Gardner’s cables find the end of Kirby’s roots.  She pushes the dirt away and gently pulls the girl’s feet from the ground.  She looks to Orbit.  He is holding the sacks at his sides, staring at the cables wrapped around Kirby’s white, wormy feet.  He realizes he’s being watched, and he starts to give her the sacks, holds them still, looks behind him, looks up, bites his lip, then rests his arms back at his sides.

Sorry, what am I doing?” he says.

Fill two of those with dirt,” says Gardner.

He does, and Gardner helps Kirby to step in them.  “We’re going to transplant you into my garden on the top of the court-house.  Does that sound alright?”

Will I be alone?”

Orbit answers first.  “No.”

Only when you want to be.” says Gardner.  Then she stands up from where she was kneeling, and coils the cables back into arms.  She thinks of her name, Mrs.
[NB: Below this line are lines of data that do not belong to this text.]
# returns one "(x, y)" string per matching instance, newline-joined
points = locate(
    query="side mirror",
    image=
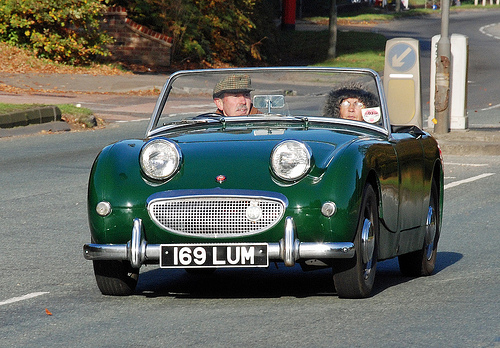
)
(269, 102)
Cole, and knots a cable on each arm into an elbow, almost certain she has the right spot.  The wrists and palms come easily after.  She thinks of dusting off her skirt, but clenches her fists at her side instead.  She isn’t ready to use the arms so casually yet.  But Kirby takes her hand and squeezes it.

Thank you Mrs. Cole.”

Gardner Cole collapses and hugs the girl.  She whispers a thank you, regains composure, and straitens to stare out of the broken hotel.  Six floors below them, a hundred Sogotters bump their boats into the cliff.  Their non-faces point to the sky, quivering, waiting.  “How are we going to get out of here?” asks Gardner.

Orbit sits down in the dirt next to Kirby and paws through his bag.  He hands an apple to each of them.  “We wait.  They’ll wander off after a day.  You ladies think you can wait that long?”

Gardner nods.  Her assistants can care for the garden until she returns.  But Kirby wilts.  She sits down in the dirt and hands the apple back to Orbit.  “I guess.”  The three of them sit there for a minute, not thinking, not remembering, not anything, then Kirby asks “Do you guys know any stories?”  Her question triggers something deep in the back of Gardner’s mind.  She searches for just the right words, and finds them.  The first sentence to a favorite fairy tale.  It is enough.  She can make up the rest from there.